Digital radio on medium-wave took another small step closer to the mainstream today as the BBC announced trials of the technology in Plymouth. The Corporation, in conjunction with transmission provider National Grid Wireless, is experimenting with the Digital Radio Mondiale, or DRM, technology on its Radio Devon AM frequency in Plymouth, 855 kHz.
The digital transmissions will replace the present AM service. Current listeners to the 855 frequency will need to re-tune to 95.7FM or DAB, but no other frequencies in the county will be affected. The tests are expected to begin at the end of April.

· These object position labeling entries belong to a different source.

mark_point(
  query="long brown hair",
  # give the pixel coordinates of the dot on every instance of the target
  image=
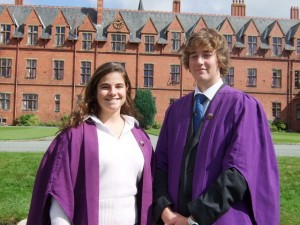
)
(90, 106)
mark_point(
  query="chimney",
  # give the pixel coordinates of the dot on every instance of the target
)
(18, 2)
(99, 11)
(176, 6)
(294, 13)
(238, 8)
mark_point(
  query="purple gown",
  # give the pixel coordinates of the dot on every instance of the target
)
(69, 172)
(235, 134)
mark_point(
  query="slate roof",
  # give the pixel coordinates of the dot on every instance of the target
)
(136, 19)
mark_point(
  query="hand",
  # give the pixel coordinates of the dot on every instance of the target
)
(171, 218)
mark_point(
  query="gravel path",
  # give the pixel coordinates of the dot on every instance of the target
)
(42, 145)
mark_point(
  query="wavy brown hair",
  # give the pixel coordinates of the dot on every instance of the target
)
(90, 106)
(210, 40)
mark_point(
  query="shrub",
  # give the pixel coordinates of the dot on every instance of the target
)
(145, 105)
(28, 120)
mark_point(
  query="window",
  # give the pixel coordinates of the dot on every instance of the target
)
(118, 42)
(5, 67)
(251, 79)
(148, 75)
(229, 41)
(172, 100)
(4, 33)
(4, 101)
(276, 109)
(149, 43)
(175, 74)
(86, 41)
(252, 45)
(57, 103)
(298, 111)
(229, 78)
(276, 79)
(277, 46)
(85, 72)
(297, 79)
(175, 41)
(58, 69)
(31, 68)
(298, 46)
(60, 36)
(30, 102)
(32, 35)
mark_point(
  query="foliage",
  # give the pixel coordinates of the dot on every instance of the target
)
(145, 105)
(28, 120)
(277, 125)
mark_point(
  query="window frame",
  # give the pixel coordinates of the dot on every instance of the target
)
(251, 77)
(175, 40)
(4, 101)
(60, 35)
(85, 72)
(5, 67)
(148, 74)
(276, 79)
(87, 39)
(149, 43)
(29, 102)
(32, 35)
(5, 31)
(118, 42)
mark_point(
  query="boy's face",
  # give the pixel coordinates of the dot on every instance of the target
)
(204, 67)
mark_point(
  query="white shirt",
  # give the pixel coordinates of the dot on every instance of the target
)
(121, 164)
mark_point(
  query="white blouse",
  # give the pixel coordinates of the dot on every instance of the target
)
(121, 164)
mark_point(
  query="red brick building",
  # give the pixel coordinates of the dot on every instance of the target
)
(47, 54)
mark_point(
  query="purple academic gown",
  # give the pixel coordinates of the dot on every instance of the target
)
(235, 134)
(69, 172)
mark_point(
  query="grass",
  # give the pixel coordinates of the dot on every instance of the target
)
(17, 172)
(26, 133)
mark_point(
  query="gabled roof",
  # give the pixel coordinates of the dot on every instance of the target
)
(161, 21)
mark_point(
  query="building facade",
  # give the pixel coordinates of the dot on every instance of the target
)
(48, 54)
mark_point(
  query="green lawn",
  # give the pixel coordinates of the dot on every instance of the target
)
(17, 172)
(26, 133)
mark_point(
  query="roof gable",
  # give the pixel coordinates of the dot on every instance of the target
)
(6, 17)
(175, 25)
(60, 19)
(87, 25)
(34, 19)
(149, 28)
(118, 24)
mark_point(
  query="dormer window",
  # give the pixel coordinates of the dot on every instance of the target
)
(277, 46)
(5, 33)
(87, 41)
(32, 35)
(252, 45)
(60, 33)
(175, 41)
(229, 41)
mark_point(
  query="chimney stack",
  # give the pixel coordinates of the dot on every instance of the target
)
(18, 2)
(99, 11)
(176, 6)
(238, 8)
(294, 13)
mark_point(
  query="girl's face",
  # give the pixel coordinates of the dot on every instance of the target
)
(111, 93)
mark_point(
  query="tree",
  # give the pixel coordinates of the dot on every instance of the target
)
(145, 105)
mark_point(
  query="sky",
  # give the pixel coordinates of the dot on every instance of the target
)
(254, 8)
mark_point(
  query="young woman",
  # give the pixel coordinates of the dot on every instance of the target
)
(98, 170)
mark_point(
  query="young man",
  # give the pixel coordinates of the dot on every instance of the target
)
(224, 171)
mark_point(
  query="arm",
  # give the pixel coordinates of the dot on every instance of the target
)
(228, 189)
(57, 214)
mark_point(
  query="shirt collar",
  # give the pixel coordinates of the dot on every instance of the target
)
(211, 91)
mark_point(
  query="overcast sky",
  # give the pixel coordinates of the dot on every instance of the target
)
(255, 8)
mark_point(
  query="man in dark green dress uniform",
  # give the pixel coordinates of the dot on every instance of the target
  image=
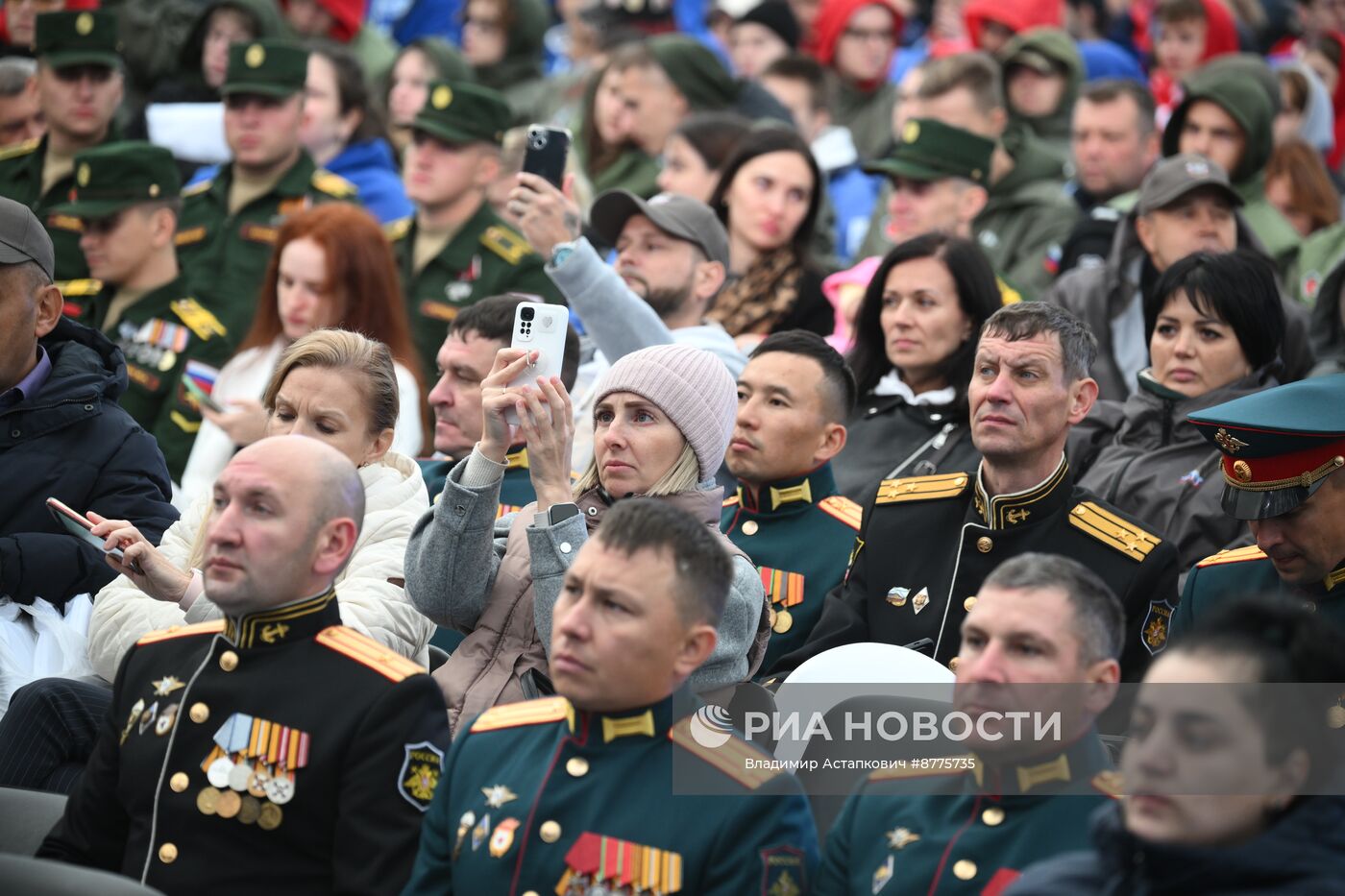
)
(80, 86)
(1282, 452)
(787, 516)
(127, 200)
(970, 824)
(456, 251)
(229, 224)
(621, 785)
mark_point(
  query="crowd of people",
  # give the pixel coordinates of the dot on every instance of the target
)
(1005, 334)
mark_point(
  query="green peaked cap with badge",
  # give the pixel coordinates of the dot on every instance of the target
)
(460, 111)
(930, 150)
(64, 39)
(1278, 446)
(265, 67)
(118, 175)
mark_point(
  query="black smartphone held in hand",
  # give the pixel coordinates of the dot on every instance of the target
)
(548, 150)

John Allen, Head of New Services for BBC English Regions, said: "The trial will help us understand whether DRM has a role to play in the all-digital future for BBC Local Radio in the UK.

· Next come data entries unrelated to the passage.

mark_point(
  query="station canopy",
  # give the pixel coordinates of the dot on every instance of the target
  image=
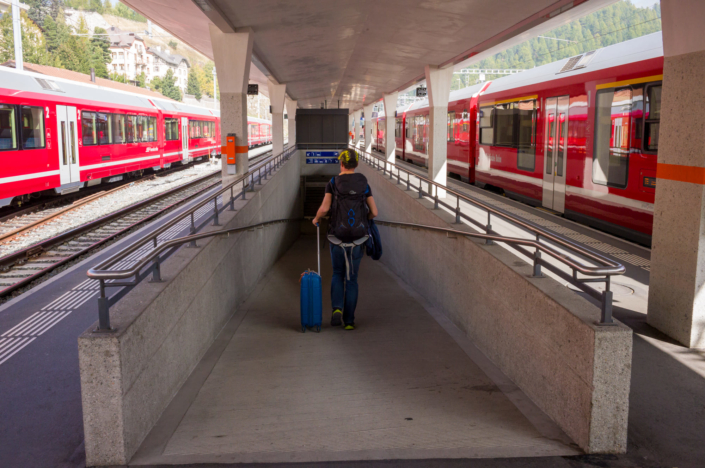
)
(348, 53)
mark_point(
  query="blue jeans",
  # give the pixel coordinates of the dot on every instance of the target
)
(343, 291)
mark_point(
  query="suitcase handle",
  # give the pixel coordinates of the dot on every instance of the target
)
(318, 247)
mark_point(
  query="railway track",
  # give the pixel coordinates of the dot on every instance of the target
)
(48, 205)
(22, 270)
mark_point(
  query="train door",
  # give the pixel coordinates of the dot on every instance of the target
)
(555, 153)
(68, 144)
(184, 140)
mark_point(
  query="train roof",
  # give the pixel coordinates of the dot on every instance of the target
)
(456, 95)
(631, 51)
(23, 80)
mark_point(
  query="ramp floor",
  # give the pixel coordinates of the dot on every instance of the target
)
(399, 386)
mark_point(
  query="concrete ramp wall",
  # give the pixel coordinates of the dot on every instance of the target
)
(541, 335)
(163, 329)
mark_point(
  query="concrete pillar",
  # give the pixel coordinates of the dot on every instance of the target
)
(677, 283)
(232, 53)
(291, 112)
(390, 143)
(356, 116)
(438, 82)
(277, 93)
(367, 110)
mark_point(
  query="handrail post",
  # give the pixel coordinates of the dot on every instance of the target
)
(103, 309)
(215, 212)
(488, 229)
(606, 306)
(192, 231)
(537, 261)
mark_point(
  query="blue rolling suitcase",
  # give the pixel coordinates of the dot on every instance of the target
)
(312, 295)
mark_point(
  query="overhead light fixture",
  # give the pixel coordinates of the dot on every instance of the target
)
(203, 5)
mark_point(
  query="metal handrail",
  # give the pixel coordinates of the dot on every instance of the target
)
(103, 273)
(602, 273)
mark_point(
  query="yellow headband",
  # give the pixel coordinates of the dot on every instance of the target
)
(345, 156)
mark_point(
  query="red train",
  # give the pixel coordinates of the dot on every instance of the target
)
(578, 136)
(58, 136)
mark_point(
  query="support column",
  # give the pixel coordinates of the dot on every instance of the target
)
(291, 112)
(232, 53)
(438, 82)
(390, 142)
(367, 110)
(356, 115)
(277, 93)
(677, 283)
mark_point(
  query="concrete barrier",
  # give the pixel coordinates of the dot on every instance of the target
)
(540, 334)
(163, 329)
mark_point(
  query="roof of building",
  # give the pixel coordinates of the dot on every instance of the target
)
(120, 38)
(82, 78)
(171, 59)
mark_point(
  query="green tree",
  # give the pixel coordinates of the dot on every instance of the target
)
(168, 87)
(193, 86)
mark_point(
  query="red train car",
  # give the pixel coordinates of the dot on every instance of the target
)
(58, 136)
(579, 136)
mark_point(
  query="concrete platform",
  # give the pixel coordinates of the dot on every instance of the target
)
(403, 385)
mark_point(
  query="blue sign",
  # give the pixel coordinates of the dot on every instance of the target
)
(321, 160)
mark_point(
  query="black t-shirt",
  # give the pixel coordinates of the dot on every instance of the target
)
(360, 178)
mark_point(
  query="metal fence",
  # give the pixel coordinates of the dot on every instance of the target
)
(107, 272)
(602, 273)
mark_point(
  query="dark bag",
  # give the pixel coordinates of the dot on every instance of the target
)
(349, 218)
(374, 243)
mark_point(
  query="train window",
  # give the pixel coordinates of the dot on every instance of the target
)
(32, 127)
(504, 124)
(612, 134)
(102, 129)
(130, 122)
(8, 123)
(486, 130)
(652, 117)
(171, 129)
(152, 128)
(88, 130)
(526, 131)
(117, 128)
(451, 127)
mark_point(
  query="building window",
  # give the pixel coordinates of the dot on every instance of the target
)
(612, 137)
(652, 118)
(451, 127)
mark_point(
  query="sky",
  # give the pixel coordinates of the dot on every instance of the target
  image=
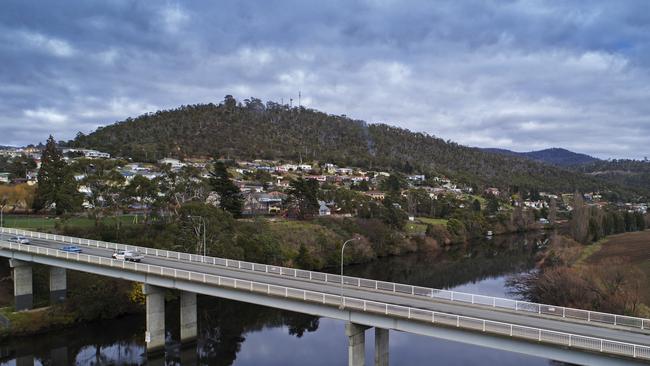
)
(521, 75)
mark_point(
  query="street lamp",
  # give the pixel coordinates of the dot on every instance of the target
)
(203, 222)
(342, 249)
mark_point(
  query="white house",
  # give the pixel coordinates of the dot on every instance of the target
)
(175, 163)
(323, 210)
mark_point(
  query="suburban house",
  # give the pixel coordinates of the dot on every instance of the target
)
(175, 163)
(256, 203)
(376, 195)
(323, 210)
(87, 153)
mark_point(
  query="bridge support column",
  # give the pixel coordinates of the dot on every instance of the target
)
(155, 307)
(58, 285)
(356, 344)
(381, 347)
(188, 317)
(22, 276)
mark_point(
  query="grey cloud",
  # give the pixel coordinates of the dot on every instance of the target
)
(512, 74)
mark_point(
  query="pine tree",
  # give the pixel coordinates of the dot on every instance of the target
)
(56, 184)
(230, 198)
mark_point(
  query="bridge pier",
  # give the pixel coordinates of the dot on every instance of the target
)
(188, 317)
(155, 308)
(22, 276)
(356, 343)
(381, 347)
(58, 285)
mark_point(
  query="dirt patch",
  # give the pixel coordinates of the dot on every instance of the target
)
(632, 247)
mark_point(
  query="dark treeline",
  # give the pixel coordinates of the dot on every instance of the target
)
(634, 174)
(253, 129)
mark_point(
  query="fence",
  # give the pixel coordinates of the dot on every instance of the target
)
(402, 289)
(427, 316)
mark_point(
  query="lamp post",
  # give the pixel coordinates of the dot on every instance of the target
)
(342, 249)
(203, 223)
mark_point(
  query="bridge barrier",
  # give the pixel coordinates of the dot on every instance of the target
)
(529, 308)
(586, 343)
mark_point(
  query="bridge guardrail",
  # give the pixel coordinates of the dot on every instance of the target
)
(529, 308)
(427, 316)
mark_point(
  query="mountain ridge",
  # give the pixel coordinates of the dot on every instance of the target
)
(274, 131)
(555, 156)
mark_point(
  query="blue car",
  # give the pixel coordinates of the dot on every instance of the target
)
(71, 249)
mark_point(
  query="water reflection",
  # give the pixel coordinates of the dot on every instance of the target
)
(232, 333)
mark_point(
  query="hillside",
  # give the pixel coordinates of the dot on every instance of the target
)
(274, 131)
(553, 156)
(634, 174)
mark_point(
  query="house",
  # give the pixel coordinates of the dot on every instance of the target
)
(319, 178)
(323, 210)
(376, 195)
(87, 153)
(256, 203)
(416, 178)
(330, 168)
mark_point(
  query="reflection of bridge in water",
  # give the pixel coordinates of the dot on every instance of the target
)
(563, 334)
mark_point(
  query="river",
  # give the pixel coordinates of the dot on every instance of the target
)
(233, 333)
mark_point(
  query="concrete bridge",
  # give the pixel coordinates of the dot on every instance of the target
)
(563, 334)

"We're really excited that BBC Radio Devon is going to be involved in this trial, as it confirms that BBC Local Radio is no stranger to technological innovation."
John Ward, Director of Network Operations and Engineering at National Grid Wireless, said: "We have a track record of being at the forefront of new developments in broadcast technology and this trial maintains our commitment to innovation.
"Importantly this trial will enable us to explore the practicalities of establishing domestic DRM broadcasting that could, in the future, complement existing radio services."
DRM is a technology which enables higher-quality digital audio, as well as text services, to be broadcast via existing medium-wave frequencies. Proponents of the system believe it will bring a new lease of life to the channels.